- Directed by: Alexandre Franchi
- Written by: Joëlle Bourjolly Alexandre Franchi
- Produced by: Alexandre Franchi Stéphane Gérin-Lajoie
- Starring: Robin L'Houmeau Debbie Lynch-White Alison Midstokke Keith Widgington
- Cinematography: Claudine Sauvé
- Edited by: Hubert Hayaud Amélie Labrèche
- Production companies: Les Films de la Mancha Line & Content
- Distributed by: Maison 4:3
- Release date: October 6, 2018 (FNC);
- Running time: 100 minutes
- Country: Canada
- Language: English

= Happy Face (film) =

Happy Face is a Canadian drama film, directed by Alexandre Franchi and released in 2018. The film stars Robin L'Houmeau as Stan, a young man from Montreal who tries to cope with his mother's cancer treatment, which has disfigured her appearance, by disguising himself with bandages and joining a support group for people with disfiguring facial conditions in the hopes of better understanding her situation. Debbie Lynch-White plays Vanessa, the nurse who leads the support group, while the members of the support group are portrayed by real people with facial disabilities, including motivational speaker David Roche and actress and model Alison Midstokke.
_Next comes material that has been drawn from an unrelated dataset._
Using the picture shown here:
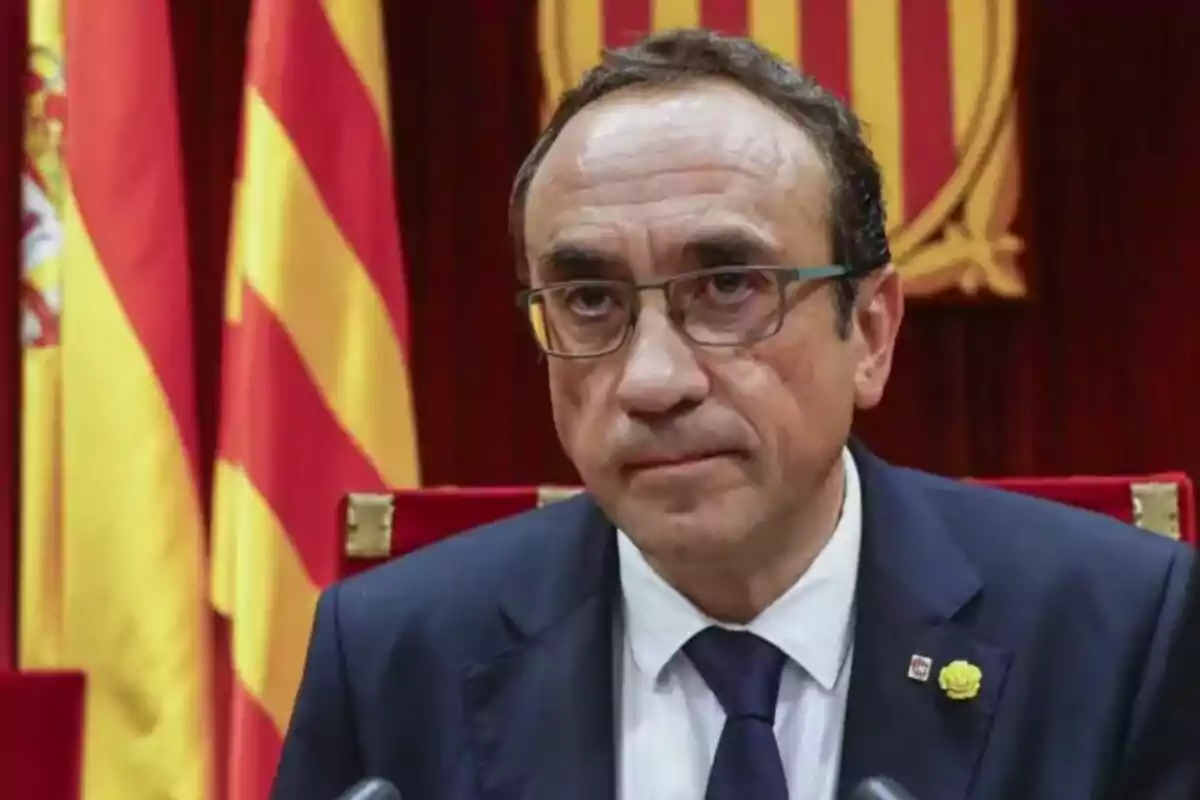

The film premiered in October 2018 at the Festival du nouveau cinéma, before going into limited theatrical release the following month. It had its American premiere at the Slamdance Film Festival in 2019.

The film won the Prix collégial du cinéma québécois in 2019. Midstokke received a Canadian Screen Award nomination for Best Supporting Actress at the 8th Canadian Screen Awards in 2020.